L’evasione dell’IVA all’importazione integra il reato di contrabbando?

29 Luglio 2025 |

L’IVA all’importazione, come anche le accise e le sanzioni amministrative, sono dovute anche in caso di merce sottoposta a sequestro dall’Autorità doganale, poiché introdotta illegalmente in territorio UE. Sebbene, infatti, IVA e accise seguano la stessa disciplina generale prevista per i dazi doganali all’importazione, e siano quindi dovuti dal momento dell’introduzione nell’Unione europea, l’estinzione della sola obbligazione inerente i dazi doganali, prevista dall’art. 124 CDU, non comporta anche l’estinzione di tali tributi.

Sommario

Il caso

Un frequente tema di approfondimento da parte della giurisprudenza riguarda il rapporto intercorrente tra reato di contrabbando e omesso versamento dell'IVA all'importazione. I dubbi sorgono, in primis, dall'art. 70 DPR 633/72 il quale, in materia di violazioni dell'IVA all'importazione, rinvia alle norme doganali relative ai diritti di confine.

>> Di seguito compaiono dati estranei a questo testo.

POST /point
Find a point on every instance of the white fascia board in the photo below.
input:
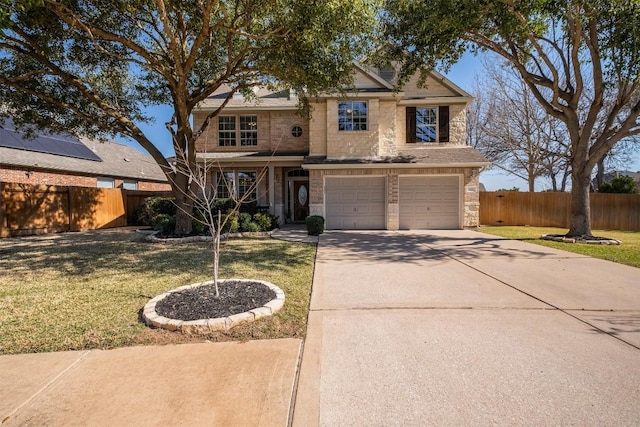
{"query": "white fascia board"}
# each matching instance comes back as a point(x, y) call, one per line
point(333, 166)
point(265, 159)
point(361, 94)
point(439, 100)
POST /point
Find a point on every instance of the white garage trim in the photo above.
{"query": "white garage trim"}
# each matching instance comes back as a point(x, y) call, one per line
point(430, 202)
point(355, 202)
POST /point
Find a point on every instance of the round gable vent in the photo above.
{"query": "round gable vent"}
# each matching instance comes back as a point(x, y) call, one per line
point(387, 73)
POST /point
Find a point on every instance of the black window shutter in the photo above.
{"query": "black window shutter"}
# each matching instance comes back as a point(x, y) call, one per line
point(411, 124)
point(443, 123)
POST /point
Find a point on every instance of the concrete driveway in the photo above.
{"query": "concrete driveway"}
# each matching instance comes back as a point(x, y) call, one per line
point(463, 328)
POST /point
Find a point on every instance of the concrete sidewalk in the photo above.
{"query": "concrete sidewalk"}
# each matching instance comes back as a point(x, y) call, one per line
point(223, 384)
point(462, 328)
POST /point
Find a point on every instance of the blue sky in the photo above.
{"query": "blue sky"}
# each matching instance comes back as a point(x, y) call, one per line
point(462, 73)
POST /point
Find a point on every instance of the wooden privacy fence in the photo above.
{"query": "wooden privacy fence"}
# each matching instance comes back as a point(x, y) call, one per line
point(608, 211)
point(35, 209)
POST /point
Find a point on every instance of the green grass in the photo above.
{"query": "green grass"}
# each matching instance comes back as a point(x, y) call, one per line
point(77, 291)
point(627, 253)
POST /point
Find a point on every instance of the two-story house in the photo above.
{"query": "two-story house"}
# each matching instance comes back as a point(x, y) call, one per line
point(374, 158)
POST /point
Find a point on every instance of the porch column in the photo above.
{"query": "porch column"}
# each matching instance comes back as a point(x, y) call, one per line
point(272, 190)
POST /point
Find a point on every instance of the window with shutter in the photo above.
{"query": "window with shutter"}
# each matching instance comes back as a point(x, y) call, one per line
point(411, 124)
point(443, 123)
point(427, 124)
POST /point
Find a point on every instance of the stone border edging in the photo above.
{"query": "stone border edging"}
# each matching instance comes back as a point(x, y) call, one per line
point(565, 239)
point(204, 326)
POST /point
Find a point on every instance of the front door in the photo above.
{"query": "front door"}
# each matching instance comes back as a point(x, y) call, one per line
point(300, 200)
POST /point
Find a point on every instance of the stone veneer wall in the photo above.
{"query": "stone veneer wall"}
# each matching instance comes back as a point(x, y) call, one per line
point(471, 199)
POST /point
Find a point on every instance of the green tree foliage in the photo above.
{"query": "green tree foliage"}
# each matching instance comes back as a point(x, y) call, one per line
point(620, 184)
point(93, 67)
point(580, 60)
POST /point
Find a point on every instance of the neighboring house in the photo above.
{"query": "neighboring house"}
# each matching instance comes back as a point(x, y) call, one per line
point(371, 159)
point(67, 161)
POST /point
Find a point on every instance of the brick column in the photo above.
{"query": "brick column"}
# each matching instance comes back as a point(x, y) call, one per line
point(393, 211)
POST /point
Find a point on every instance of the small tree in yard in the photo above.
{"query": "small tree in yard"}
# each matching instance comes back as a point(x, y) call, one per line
point(94, 67)
point(579, 58)
point(203, 196)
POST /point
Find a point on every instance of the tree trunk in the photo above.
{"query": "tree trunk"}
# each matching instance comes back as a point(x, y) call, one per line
point(600, 174)
point(580, 225)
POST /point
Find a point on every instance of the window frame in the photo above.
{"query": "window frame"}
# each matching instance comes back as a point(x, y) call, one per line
point(235, 184)
point(105, 182)
point(227, 128)
point(248, 135)
point(352, 122)
point(238, 130)
point(440, 127)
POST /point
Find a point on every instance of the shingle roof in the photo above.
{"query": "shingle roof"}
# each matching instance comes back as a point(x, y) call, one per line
point(450, 156)
point(118, 160)
point(265, 99)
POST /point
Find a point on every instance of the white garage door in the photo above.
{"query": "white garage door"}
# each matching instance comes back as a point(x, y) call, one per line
point(429, 203)
point(355, 203)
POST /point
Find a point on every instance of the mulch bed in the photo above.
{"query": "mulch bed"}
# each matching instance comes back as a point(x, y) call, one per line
point(592, 240)
point(201, 302)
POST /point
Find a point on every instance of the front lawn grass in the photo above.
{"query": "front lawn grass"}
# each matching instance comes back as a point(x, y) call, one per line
point(86, 290)
point(627, 253)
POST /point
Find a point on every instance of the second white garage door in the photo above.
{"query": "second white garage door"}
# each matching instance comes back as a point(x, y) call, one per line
point(355, 203)
point(429, 203)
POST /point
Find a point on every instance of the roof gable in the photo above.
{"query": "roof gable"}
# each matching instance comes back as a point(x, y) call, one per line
point(115, 160)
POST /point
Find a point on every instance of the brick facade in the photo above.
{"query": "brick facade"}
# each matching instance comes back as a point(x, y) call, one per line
point(384, 138)
point(43, 177)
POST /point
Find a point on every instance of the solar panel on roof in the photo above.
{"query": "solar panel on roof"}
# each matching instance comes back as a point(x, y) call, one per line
point(59, 145)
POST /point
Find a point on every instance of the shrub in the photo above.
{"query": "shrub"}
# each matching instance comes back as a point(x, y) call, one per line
point(164, 223)
point(251, 227)
point(154, 206)
point(315, 225)
point(231, 222)
point(265, 221)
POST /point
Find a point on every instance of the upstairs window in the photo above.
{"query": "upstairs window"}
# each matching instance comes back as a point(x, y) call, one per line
point(427, 124)
point(248, 130)
point(237, 128)
point(352, 115)
point(225, 185)
point(226, 131)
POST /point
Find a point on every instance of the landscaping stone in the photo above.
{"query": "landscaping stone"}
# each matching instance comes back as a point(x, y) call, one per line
point(205, 325)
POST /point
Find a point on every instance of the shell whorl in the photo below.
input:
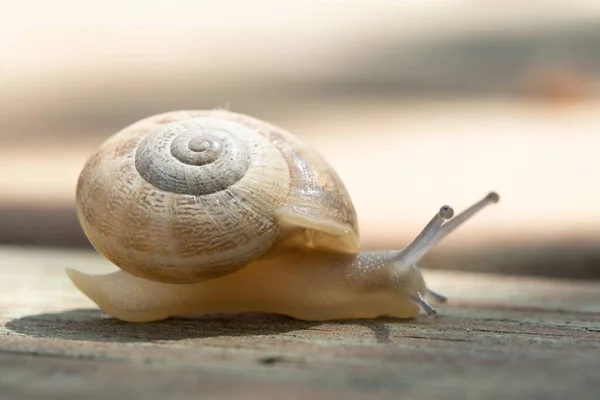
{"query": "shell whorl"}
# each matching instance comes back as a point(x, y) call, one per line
point(197, 156)
point(183, 198)
point(186, 196)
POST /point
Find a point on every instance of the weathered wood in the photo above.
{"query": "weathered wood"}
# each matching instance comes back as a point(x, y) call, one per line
point(499, 337)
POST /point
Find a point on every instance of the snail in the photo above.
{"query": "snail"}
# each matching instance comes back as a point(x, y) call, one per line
point(211, 211)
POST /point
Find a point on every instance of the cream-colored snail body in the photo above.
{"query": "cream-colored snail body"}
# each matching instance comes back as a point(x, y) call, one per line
point(212, 211)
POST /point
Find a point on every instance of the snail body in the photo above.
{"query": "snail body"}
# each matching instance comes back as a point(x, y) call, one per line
point(213, 211)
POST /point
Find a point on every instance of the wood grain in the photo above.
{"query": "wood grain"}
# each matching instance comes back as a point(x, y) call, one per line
point(499, 337)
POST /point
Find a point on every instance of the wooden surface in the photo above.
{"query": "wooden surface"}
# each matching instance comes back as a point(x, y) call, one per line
point(500, 337)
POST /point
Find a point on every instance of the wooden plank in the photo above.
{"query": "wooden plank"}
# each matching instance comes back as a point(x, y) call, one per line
point(499, 337)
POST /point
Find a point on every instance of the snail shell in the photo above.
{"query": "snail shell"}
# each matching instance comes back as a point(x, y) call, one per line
point(188, 196)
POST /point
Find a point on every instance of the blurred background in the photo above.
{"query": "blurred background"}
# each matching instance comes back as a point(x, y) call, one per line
point(416, 103)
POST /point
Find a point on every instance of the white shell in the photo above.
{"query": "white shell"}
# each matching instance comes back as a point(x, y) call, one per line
point(187, 196)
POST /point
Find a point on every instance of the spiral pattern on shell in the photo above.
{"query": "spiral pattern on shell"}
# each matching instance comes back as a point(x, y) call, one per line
point(187, 196)
point(198, 156)
point(184, 198)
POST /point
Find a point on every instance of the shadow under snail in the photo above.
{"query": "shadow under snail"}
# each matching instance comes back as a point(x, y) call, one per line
point(213, 211)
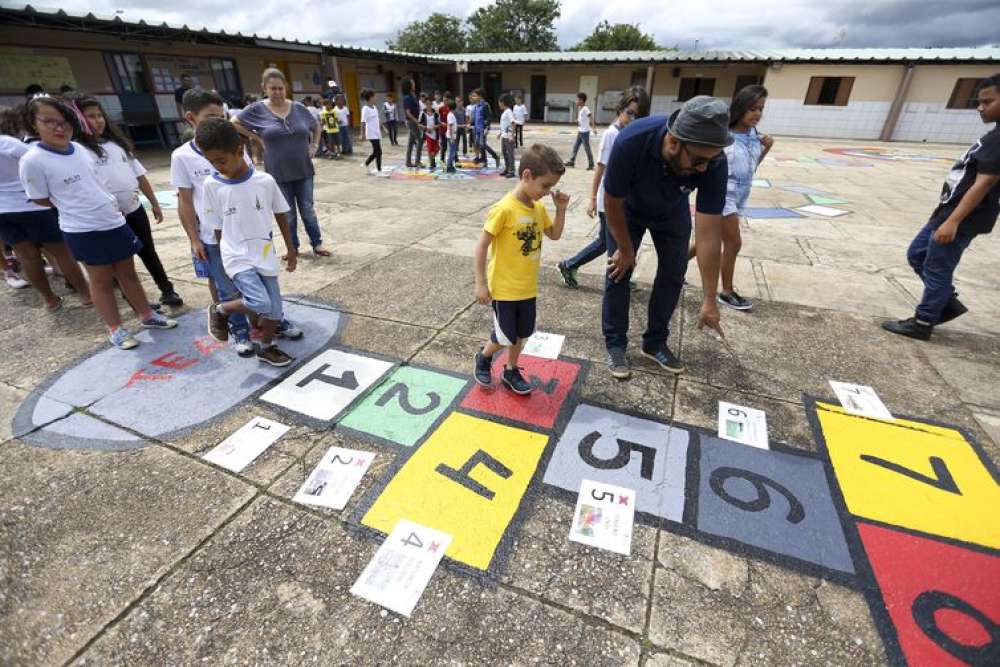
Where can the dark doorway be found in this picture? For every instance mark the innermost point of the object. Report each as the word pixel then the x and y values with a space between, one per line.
pixel 537 98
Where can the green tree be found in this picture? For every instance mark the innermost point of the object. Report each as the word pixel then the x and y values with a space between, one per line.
pixel 439 33
pixel 509 26
pixel 616 37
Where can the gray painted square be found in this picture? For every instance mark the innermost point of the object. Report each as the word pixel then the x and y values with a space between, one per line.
pixel 658 475
pixel 813 534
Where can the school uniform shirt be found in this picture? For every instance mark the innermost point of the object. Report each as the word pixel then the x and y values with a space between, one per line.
pixel 119 173
pixel 244 209
pixel 369 116
pixel 603 156
pixel 507 124
pixel 13 198
pixel 516 255
pixel 68 179
pixel 520 114
pixel 983 157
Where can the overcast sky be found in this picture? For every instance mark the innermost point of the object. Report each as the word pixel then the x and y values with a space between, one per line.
pixel 728 24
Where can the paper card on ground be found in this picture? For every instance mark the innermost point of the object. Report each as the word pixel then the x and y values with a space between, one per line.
pixel 825 211
pixel 398 573
pixel 744 425
pixel 604 516
pixel 333 481
pixel 545 345
pixel 861 400
pixel 240 449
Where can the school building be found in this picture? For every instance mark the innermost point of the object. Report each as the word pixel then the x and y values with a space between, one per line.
pixel 135 67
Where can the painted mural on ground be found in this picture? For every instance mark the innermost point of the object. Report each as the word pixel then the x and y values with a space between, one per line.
pixel 905 511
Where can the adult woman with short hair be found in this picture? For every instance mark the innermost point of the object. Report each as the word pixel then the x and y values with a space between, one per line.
pixel 289 137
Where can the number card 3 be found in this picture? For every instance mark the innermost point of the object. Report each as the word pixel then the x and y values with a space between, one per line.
pixel 604 517
pixel 397 575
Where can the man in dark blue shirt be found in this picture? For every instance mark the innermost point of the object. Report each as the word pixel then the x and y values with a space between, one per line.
pixel 655 164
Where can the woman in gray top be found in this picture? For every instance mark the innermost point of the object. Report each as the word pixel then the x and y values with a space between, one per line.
pixel 289 137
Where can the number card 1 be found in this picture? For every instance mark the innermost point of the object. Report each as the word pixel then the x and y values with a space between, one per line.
pixel 334 479
pixel 397 575
pixel 604 517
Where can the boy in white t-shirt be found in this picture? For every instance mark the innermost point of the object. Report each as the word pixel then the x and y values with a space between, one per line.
pixel 584 123
pixel 241 205
pixel 520 118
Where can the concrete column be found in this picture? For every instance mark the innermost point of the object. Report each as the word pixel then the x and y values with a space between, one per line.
pixel 897 104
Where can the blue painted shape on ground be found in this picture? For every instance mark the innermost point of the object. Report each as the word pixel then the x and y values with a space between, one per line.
pixel 174 380
pixel 806 527
pixel 772 213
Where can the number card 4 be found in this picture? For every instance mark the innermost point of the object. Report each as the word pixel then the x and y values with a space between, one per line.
pixel 604 517
pixel 397 575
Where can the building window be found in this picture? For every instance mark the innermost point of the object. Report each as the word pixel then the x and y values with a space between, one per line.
pixel 829 90
pixel 693 86
pixel 963 96
pixel 744 80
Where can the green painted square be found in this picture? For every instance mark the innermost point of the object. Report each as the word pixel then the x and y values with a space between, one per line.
pixel 405 405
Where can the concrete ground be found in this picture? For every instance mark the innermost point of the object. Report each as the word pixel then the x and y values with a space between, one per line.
pixel 152 556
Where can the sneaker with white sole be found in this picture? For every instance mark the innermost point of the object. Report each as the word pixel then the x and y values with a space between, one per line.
pixel 122 339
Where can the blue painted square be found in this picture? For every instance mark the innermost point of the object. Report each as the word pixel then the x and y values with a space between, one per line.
pixel 771 500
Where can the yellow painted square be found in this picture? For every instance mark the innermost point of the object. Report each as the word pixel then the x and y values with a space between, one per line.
pixel 874 492
pixel 421 494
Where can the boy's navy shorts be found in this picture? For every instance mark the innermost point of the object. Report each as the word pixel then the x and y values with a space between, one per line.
pixel 513 320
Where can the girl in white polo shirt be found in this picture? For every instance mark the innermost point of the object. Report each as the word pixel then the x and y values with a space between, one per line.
pixel 60 172
pixel 124 176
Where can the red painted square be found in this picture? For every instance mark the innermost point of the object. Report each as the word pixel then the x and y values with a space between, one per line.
pixel 552 379
pixel 943 599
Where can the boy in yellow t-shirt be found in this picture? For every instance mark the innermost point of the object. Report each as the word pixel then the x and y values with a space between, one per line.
pixel 513 233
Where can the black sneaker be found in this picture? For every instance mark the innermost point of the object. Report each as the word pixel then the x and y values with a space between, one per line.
pixel 513 380
pixel 666 359
pixel 954 308
pixel 911 328
pixel 617 363
pixel 484 369
pixel 734 301
pixel 568 274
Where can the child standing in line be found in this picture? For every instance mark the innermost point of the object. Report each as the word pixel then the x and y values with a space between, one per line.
pixel 331 129
pixel 188 169
pixel 507 134
pixel 244 204
pixel 58 172
pixel 968 207
pixel 743 156
pixel 520 118
pixel 584 124
pixel 391 122
pixel 512 236
pixel 124 176
pixel 372 129
pixel 344 125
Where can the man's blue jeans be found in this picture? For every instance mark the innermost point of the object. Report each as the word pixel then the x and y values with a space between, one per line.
pixel 935 264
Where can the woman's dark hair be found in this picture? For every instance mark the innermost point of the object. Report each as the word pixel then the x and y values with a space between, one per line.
pixel 68 114
pixel 743 100
pixel 111 131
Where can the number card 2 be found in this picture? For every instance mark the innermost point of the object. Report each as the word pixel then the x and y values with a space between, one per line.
pixel 604 517
pixel 397 575
pixel 333 481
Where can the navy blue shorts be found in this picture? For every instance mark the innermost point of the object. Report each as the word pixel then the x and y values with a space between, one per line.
pixel 105 247
pixel 512 320
pixel 32 226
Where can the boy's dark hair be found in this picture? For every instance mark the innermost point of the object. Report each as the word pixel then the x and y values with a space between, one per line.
pixel 196 99
pixel 743 100
pixel 541 160
pixel 993 80
pixel 217 134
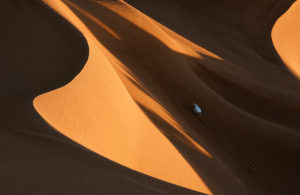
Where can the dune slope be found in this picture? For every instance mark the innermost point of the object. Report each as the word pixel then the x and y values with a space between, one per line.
pixel 41 51
pixel 285 36
pixel 116 99
pixel 219 55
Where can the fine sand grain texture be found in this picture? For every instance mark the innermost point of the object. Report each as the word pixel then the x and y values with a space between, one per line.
pixel 97 97
pixel 41 51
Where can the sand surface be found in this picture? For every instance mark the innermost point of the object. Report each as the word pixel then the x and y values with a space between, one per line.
pixel 97 97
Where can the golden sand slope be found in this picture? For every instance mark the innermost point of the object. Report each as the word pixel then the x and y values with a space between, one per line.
pixel 132 101
pixel 286 38
pixel 96 110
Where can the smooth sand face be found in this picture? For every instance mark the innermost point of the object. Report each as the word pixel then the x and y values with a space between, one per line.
pixel 286 38
pixel 132 102
pixel 96 110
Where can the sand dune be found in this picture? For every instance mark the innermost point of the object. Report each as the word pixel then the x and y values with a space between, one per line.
pixel 285 36
pixel 124 124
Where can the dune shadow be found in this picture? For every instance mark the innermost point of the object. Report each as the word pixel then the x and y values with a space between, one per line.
pixel 243 114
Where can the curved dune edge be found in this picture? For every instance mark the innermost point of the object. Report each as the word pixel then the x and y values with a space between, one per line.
pixel 285 36
pixel 96 110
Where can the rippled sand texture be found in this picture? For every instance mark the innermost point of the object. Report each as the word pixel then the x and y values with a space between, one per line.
pixel 112 85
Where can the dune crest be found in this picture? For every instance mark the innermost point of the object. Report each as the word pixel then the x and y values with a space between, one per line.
pixel 285 36
pixel 96 110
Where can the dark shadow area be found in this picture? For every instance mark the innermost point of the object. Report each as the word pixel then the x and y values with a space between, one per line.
pixel 39 52
pixel 239 123
pixel 217 19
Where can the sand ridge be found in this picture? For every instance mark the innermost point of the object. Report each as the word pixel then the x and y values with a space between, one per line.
pixel 125 124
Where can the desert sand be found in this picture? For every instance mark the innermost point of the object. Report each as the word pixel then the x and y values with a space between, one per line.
pixel 97 97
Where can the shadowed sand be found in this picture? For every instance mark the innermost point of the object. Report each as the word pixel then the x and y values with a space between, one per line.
pixel 40 52
pixel 145 64
pixel 286 38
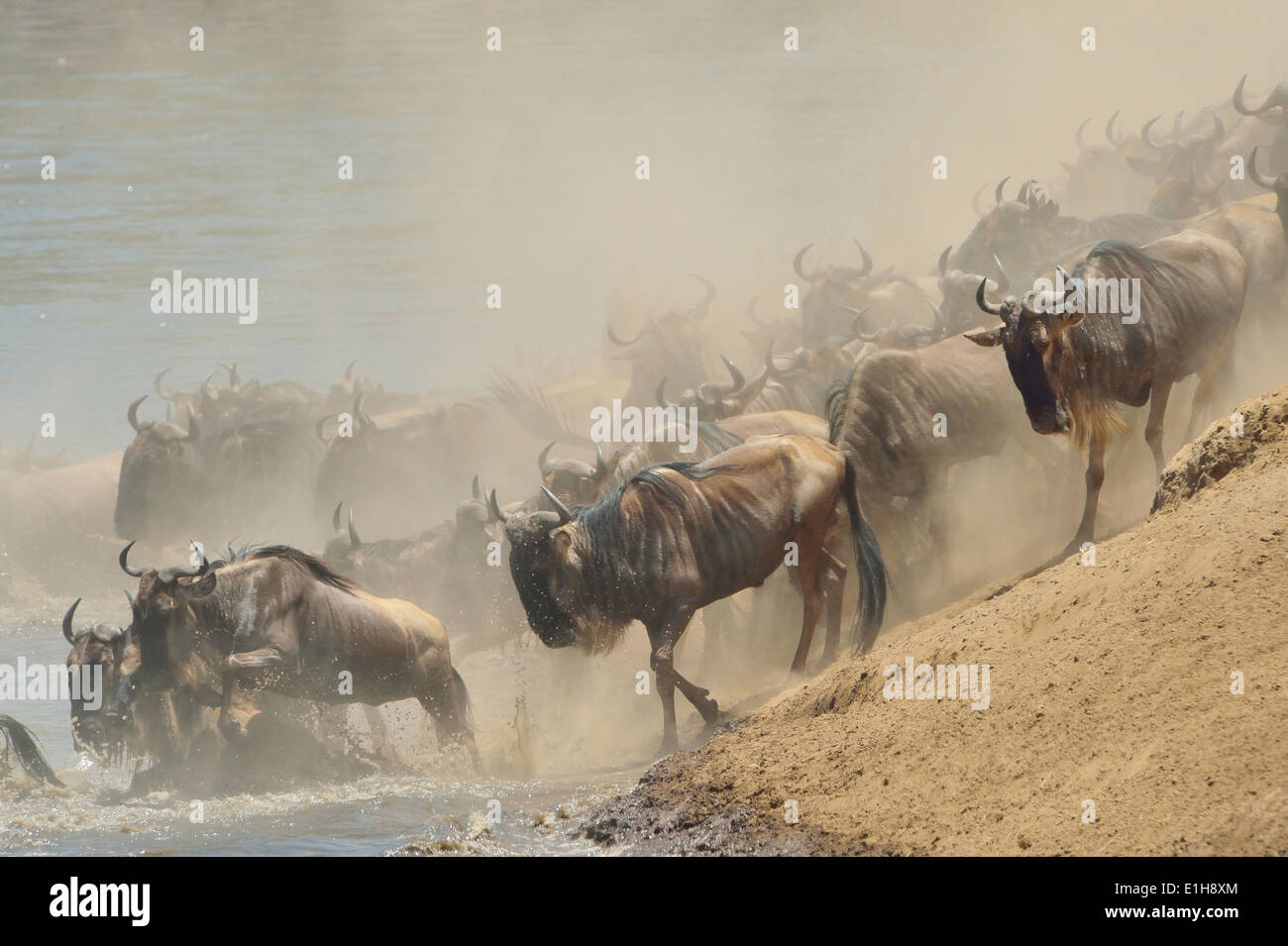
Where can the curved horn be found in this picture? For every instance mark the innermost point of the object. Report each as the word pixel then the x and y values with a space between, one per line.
pixel 859 319
pixel 1267 183
pixel 202 567
pixel 1000 310
pixel 132 413
pixel 734 374
pixel 1077 136
pixel 167 392
pixel 799 362
pixel 974 201
pixel 565 515
pixel 125 566
pixel 1240 106
pixel 799 261
pixel 867 261
pixel 1004 283
pixel 67 623
pixel 997 190
pixel 1144 133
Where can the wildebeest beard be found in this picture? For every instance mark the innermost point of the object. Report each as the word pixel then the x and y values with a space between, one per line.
pixel 531 550
pixel 616 563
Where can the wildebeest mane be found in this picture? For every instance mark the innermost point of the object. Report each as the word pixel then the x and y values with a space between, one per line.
pixel 309 563
pixel 1100 344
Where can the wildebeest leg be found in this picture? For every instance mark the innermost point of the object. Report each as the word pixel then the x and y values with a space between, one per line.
pixel 1095 476
pixel 233 667
pixel 833 596
pixel 662 639
pixel 449 703
pixel 1154 425
pixel 809 573
pixel 1214 376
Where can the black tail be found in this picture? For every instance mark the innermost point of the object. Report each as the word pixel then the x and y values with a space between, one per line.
pixel 871 564
pixel 27 749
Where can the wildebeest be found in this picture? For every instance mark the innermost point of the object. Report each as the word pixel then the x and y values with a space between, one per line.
pixel 681 536
pixel 1029 232
pixel 176 729
pixel 449 571
pixel 26 748
pixel 1275 99
pixel 284 618
pixel 178 480
pixel 1072 367
pixel 887 417
pixel 1276 185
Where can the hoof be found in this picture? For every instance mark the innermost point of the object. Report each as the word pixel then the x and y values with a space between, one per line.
pixel 709 712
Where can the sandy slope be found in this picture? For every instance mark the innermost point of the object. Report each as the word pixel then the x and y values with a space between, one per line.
pixel 1111 683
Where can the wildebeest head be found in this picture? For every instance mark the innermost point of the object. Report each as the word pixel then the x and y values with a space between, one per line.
pixel 160 611
pixel 1278 184
pixel 160 472
pixel 1031 334
pixel 957 287
pixel 107 650
pixel 549 572
pixel 572 480
pixel 829 291
pixel 1275 99
pixel 715 402
pixel 1020 232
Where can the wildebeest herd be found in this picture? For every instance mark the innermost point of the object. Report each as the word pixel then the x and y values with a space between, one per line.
pixel 828 457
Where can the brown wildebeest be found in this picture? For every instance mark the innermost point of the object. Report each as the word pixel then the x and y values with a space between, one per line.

Secondo un orientamento minoritario, nella contestazione del reato di contrabbando potrebbe essere ricompresa l'IVA all'importazione, sull'assunto che quest'ultima rientri tra i "diritti di confine": di conseguenza, la sua evasione integrerebbe il reato di contrabbando. Secondo la tesi maggioritaria della dottrina, della giurisprudenza nazionale e europea, invece, l'IVA all'importazione, sebbene sia caratterizzata da specificità procedimentali e sanzionatorie rispetto all'Iva interna, non rappresenterebbe un dazio doganale, benché con essi abbia in comune l'origine dal circuito economico degli Stati membri.